Il est injuste de parler de trahison de l'oeuvre de Lewis Carroll, comme certains ont pu le faire. Si Walt Disney en a effectivement édulcoré une grande partie de la bizarrerie et de la noirceur, il reste tout de même une inattendue liberté de ton, conséquence du désir évident de suivre l'exemple d'Alice et de quitter les sentiers battus au profit des chemins de traverse de l'imaginaire. L'expression la plus surprenante de cette liberté de ton réside dans le rapport complètement décomplexé du film à la violence. Au cours de son périple, Alice se voit ainsi explicitement menacée d'être noyée, brûlée vive ou encore décapitée, l'acte étant à chaque fois joint à la parole. Plus étonnante encore est la séquence du morse et du charpentier, qui met en scène de manière très visuelle et sans retenue aucune la mort d'êtres adorables et innocents.

 

 

La manière dont est insérée cette séquence dans le film est révélatrice de la déraison permanente de celui-ci : « Le morse et le charpentier » est en effet un vrai court-métrage à l'intérieur du long-métrage. L'ensemble du récit est (dé)construit selon le même principe : à aucun moment l'inventivité des dessinateurs et des animateurs n'est bridée par le souci de mener à bien une histoire ou de développer des personnages. Les scènes se succèdent du coup sans temps mort et sont toutes plus folles les unes que les autres. Quant aux personnages, ils vivent chacun dans leurs univers propre, et ne font que s'entrechoquer au lieu de réellement interagir les uns avec les autres.

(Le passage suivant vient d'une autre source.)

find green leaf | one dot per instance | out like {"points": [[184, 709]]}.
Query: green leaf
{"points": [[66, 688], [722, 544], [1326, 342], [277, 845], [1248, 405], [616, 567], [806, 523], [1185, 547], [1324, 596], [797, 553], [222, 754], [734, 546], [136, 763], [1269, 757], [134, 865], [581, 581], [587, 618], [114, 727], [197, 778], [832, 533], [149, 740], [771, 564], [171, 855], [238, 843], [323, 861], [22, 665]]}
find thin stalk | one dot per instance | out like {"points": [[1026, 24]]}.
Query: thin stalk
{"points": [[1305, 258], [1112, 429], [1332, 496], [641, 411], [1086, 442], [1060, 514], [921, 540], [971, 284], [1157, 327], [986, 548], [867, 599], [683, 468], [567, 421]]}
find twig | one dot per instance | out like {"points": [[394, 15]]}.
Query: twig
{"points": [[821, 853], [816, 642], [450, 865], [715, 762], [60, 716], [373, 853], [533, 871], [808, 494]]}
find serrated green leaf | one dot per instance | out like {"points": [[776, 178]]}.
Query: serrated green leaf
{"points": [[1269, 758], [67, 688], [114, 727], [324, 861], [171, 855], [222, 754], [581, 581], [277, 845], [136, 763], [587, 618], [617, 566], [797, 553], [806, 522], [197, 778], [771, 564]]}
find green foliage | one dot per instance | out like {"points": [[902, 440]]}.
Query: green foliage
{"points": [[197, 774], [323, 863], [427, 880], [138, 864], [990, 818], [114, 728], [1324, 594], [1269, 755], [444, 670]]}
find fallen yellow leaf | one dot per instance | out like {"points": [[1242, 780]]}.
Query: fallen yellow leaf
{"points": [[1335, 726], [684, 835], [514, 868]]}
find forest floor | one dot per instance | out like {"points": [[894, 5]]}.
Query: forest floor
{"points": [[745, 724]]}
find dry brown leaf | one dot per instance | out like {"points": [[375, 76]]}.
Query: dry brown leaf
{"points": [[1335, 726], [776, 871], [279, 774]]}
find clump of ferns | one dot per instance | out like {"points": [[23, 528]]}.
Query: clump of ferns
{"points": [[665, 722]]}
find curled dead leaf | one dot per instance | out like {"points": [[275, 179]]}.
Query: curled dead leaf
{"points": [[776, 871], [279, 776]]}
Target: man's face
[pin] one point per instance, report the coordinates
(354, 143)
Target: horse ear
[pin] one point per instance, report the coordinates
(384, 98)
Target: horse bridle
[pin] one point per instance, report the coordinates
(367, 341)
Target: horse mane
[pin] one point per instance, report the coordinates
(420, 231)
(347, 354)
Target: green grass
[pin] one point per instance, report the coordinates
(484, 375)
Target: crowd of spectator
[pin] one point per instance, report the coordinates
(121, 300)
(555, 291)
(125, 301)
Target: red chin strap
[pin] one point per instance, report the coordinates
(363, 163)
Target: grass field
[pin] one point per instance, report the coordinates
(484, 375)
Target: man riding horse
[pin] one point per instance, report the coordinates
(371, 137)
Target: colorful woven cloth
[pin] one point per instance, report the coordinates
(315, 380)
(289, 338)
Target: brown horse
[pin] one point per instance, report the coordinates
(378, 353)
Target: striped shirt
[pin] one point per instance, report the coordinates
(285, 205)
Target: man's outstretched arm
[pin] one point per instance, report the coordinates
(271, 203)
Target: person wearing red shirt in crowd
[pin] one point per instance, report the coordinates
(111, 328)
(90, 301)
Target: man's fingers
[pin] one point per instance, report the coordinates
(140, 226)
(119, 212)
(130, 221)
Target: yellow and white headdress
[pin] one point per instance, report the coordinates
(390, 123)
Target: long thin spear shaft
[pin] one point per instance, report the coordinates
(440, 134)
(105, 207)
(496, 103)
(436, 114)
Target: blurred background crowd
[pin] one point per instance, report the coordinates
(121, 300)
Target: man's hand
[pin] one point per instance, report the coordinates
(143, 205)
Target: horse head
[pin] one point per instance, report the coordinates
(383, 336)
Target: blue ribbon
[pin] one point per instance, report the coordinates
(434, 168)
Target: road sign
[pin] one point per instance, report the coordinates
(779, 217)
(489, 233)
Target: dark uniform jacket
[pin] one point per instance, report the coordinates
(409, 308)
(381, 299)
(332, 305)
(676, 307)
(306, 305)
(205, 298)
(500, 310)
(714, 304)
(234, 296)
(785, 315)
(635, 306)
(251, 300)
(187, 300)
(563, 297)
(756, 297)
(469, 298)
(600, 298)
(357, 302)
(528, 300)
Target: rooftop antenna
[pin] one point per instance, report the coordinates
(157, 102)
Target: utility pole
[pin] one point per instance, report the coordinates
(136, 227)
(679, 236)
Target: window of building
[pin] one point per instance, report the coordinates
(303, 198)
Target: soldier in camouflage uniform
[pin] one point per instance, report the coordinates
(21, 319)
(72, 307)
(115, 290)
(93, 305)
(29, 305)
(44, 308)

Le génie d'Alice au pays des merveilles tient au fait que cet assemblage en apparence sans queue ni tête aboutit à la création d'un monde cohérent dans sa folie. On ne ressent dès lors jamais de frustration face aux brusques revirements de situation et aux impasses successives rencontrées par Alice ; bien au contraire, ce sont l'émerveillement et le rire qui nous accompagnent tout au long de cette ballade mouvementée.

 

 

 

La mécanique de l'absurde est poussée à son paroxysme lors du final (un procès aux confins du délire suivi d'une course-poursuite tout aussi extravagante) auxquels tous les personnages participent, même et surtout ceux qui n'ont rien à y faire. L'épilogue qui suit est aussi abrupt que le démarrage du film, et clôt la folle parenthèse que représente Alice au pays des merveilles au sein de la production Disney de la même manière qu'un réveil-matin interrompt un rêve : le retour à la réalité est brutal, mais les souvenirs laissés par la rêverie sont indélébiles.